24 October, 2024 - 12:19PM
Boeing Machinists Reject Contract Offer, Extending Strike and Plunging Company Deeper Into Crisis
Credit: kgw.com

Boeing machinists voted against a new labor deal that included 35% wage increases over four years, their union said Wednesday, extending a more than five-week strike that has halted most of the company's aircraft production, which is centered in the Seattle area.

The contract's rejection by 64% of the voters is another major setback for the company, which warned earlier Wednesday that it would continue to burn cash through 2025 and reported a $6 billion quarterly loss, its largest since 2020.

The strike is costing the company about $1 billion a month, according to S&P Global Ratings.

New CEO Kelly Ortberg had said reaching a deal with machinists was a priority in order to get the company back on track after years of safety and quality problems.

"My focus is getting everybody looking forward, get them back to work, improve that relationship," Ortberg told CNBC's "Squawk on the Street" earlier in the day, when asked about the strike.

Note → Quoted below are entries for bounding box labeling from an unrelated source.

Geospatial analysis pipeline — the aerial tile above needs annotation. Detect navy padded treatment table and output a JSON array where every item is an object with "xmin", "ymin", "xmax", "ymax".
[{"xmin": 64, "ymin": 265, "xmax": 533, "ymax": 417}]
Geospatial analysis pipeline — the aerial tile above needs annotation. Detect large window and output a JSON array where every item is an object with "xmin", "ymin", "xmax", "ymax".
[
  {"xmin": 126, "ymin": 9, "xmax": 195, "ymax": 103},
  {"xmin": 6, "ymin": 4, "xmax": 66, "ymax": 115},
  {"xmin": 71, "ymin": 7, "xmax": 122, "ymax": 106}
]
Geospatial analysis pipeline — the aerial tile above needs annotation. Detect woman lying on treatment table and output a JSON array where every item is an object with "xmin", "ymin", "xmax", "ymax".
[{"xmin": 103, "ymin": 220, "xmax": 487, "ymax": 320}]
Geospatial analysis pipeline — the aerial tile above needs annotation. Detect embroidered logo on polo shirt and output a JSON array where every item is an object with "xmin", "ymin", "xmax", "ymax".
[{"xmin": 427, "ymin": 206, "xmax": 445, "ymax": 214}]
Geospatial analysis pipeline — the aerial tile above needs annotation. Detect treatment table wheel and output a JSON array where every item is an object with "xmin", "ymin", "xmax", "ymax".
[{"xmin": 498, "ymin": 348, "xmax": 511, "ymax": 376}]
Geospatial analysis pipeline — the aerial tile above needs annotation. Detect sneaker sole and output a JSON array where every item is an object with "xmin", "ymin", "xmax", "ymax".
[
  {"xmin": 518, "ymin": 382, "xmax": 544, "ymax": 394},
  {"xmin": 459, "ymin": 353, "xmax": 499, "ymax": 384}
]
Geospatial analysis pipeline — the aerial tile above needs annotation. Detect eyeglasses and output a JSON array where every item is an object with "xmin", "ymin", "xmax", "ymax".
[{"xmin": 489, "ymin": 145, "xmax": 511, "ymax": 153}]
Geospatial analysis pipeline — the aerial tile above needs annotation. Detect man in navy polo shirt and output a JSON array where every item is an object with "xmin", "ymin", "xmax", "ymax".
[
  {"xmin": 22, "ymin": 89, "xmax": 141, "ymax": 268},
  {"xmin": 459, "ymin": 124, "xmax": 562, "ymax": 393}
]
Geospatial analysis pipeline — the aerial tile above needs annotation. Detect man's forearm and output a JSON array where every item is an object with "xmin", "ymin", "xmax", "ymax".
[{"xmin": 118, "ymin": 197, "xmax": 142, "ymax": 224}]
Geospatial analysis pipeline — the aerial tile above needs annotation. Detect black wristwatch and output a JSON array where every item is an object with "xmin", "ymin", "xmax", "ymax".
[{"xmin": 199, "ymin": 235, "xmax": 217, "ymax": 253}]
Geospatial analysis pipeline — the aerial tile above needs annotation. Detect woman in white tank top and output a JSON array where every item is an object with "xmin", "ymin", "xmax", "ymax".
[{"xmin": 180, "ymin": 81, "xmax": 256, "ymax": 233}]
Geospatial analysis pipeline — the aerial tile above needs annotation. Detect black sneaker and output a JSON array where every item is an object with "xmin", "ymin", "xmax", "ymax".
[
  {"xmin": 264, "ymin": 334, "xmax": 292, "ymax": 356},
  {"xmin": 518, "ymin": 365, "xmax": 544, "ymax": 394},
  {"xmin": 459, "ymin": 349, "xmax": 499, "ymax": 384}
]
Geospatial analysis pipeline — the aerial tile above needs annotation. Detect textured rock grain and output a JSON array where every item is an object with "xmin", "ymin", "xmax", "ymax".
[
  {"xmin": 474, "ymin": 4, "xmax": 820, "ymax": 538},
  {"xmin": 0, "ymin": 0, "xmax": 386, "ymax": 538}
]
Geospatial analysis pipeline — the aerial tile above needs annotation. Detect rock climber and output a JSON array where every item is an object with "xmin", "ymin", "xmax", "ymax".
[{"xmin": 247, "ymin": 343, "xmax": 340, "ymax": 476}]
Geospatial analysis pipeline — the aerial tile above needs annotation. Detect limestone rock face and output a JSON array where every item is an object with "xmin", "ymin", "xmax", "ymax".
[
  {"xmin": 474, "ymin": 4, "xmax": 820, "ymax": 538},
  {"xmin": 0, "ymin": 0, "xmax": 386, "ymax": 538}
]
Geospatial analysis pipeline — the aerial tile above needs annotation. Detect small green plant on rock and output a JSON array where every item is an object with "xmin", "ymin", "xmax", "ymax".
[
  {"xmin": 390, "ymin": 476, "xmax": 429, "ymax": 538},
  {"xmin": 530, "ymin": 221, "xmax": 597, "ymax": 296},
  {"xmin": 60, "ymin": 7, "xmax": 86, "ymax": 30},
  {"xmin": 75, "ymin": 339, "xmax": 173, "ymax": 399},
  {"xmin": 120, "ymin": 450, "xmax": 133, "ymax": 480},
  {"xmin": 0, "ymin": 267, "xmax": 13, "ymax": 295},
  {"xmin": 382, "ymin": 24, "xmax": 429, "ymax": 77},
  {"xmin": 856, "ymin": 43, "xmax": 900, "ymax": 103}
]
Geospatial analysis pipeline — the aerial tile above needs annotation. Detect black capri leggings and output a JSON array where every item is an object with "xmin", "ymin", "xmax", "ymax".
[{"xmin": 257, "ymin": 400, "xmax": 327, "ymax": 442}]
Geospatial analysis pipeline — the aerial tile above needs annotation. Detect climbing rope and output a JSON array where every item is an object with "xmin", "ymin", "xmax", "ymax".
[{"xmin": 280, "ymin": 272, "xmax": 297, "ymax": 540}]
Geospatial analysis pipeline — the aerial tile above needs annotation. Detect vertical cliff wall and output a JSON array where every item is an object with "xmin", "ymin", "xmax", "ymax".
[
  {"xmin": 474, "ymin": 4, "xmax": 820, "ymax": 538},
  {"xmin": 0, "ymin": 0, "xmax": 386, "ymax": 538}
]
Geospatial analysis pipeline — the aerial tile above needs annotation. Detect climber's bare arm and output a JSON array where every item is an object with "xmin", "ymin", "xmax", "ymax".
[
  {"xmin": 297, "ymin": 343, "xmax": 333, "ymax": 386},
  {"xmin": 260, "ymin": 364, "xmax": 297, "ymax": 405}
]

Ortberg's laid out his vision for Boeing's future, which could includes slimming down the company to focus on core businesses. Earlier this month, he announced Boeing will cut 10% of its global workforce of 170,000 people.

Boeing's more than 32,000 machinists in the Puget Sound area, in Oregon and in other locations walked off the job on Sept. 13 after overwhelmingly voting down a previous tentative agreement that proposed raises of 25%. The International Association of Machinists and Aerospace Workers union had originally sought wage increases of 40%. It is the machinists' first strike since 2008.

The latest proposal, announced last Saturday, included 35% raises over four years, increased 401(k) contributions, a $7,000 bonus and other improvements.

Workers had pushed for higher pay amid a surge in living costs in the Puget Sound area. Some machinists were upset about losing their pension plan in a previous contract that they signed in 2014, but the latest proposal didn't offer a pension.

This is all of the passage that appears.